Information sources:

1. Semiconductor chargers for capacitive energy storage devices / O.G. Bulatov, V.S. Ivanov, D.I. Panfilov. - M.: Radio and communication, 1986. - 160 p. (p.43).

2. Kopelovich E.A., Khvatov S.V., Vanyaev V.V., Troitsky M.M., Flat F.A. Transistor-capacitor chargers for megajoule capacitive energy storage devices. Electrical engineering, No. 7, 2010. - p. 11-16.

3. Pokryvailo A., Carp C., Scapellati C. A High Power High Voltage Power Supply for Long Pulse Applications // URL: www.spellmanhv.com

4. Knysh V.A. Semiconductor converters in storage capacitor charging systems. - Leningrad: Energoatomizdat, 1981. - 160 p.

5. Utility model patent No. 94089 of the Russian Federation, IPC N 03 K 3/53. Storage capacitor charger. Kopelovich E.A. Publ. in the Bulletin “Inventions, utility models”, 2010, No. 13.

6. https://www.infineon.com/dgdl/Infineon-FF2MR12KM1P-DataSheet-v02_00-EN.pdf?
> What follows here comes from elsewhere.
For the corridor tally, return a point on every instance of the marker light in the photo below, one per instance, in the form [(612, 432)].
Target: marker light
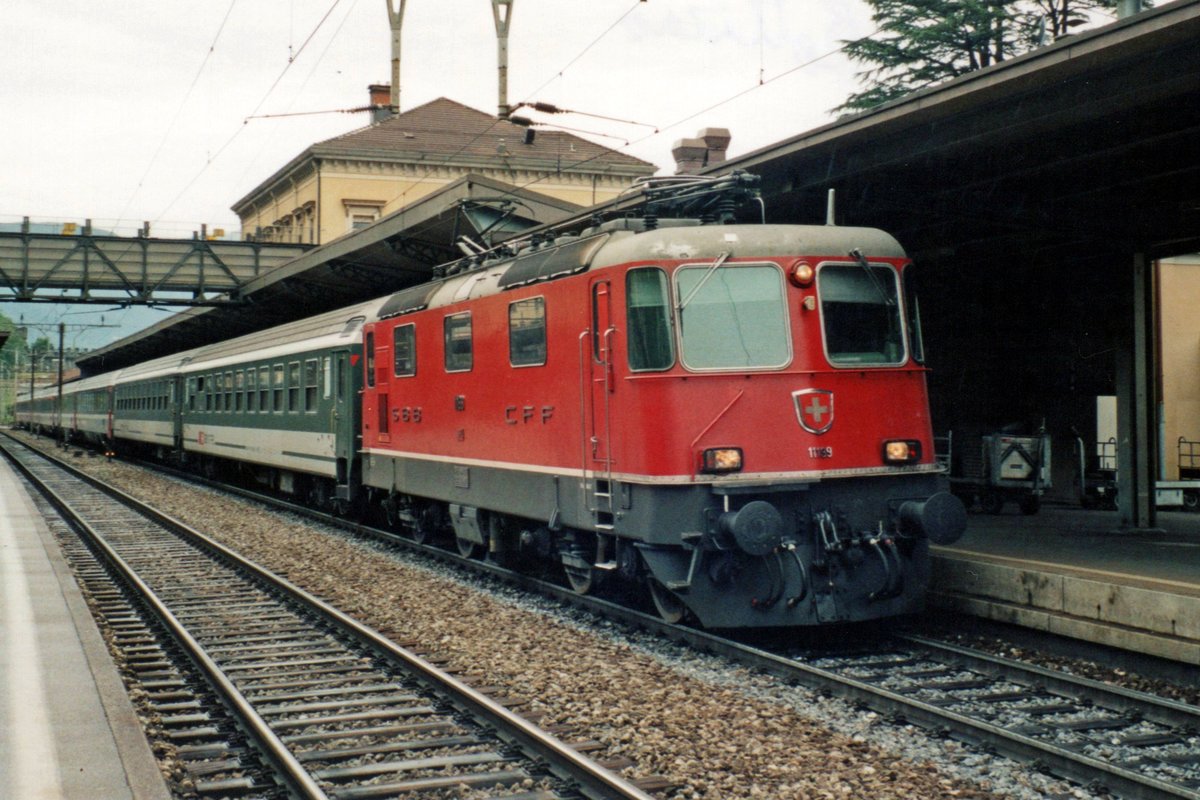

7. Meleshin V.I. Transistor converter technology. - M.: Tekhnosphere, 2006. -632 p.

Claims (1)

A capacitive energy storage charger containing a constant voltage source, two series-connected metering capacitors, shunted by diodes, two series-connected transistors, shunted by reverse diodes, the collector of the first of which is connected to the positive terminal of the constant voltage source, and the emitter of the second to the negative terminal of this source, a high-voltage transformer, the primary winding of which is connected to the common points of metering capacitors and series-connected transistors, a high-voltage rectifier, to the output of which a capacitive energy storage device is connected, a control device containing a clock pulse generator having one input, which receives an external signal to start the charger, and two outputs that are connected to two inputs of a two-channel driver that generates transistor control pulses with a duration equal to half the clock period minus the pause interval, characterized in that a choke is introduced into the device, two groups of additional capacitors, each of which contains two series-connected capacitors connected to terminals of a constant voltage source, and the common point of the first group is connected to the common point of series-connected transistors, and the common point of the second group is connected to the first terminal of the inductor, the second terminal of which is connected to the common point of the transistors, as well as a delay generator, the input of which is connected to the input of the clock generator pulses, forming a rectangular pulse, the front of which is delayed relative to the front of the external charger start signal for an interval equal to a quarter of the clock period minus the pause interval generated by the driver, and the output of the delay generator is connected to the first inputs of two logical elements “2I”, the second inputs of which are connected, respectively, to the first and second outputs of the two-channel clock generator, and the outputs of the first and second logical elements “2I” are connected, respectively, to the first and second inputs of the two-channel driver.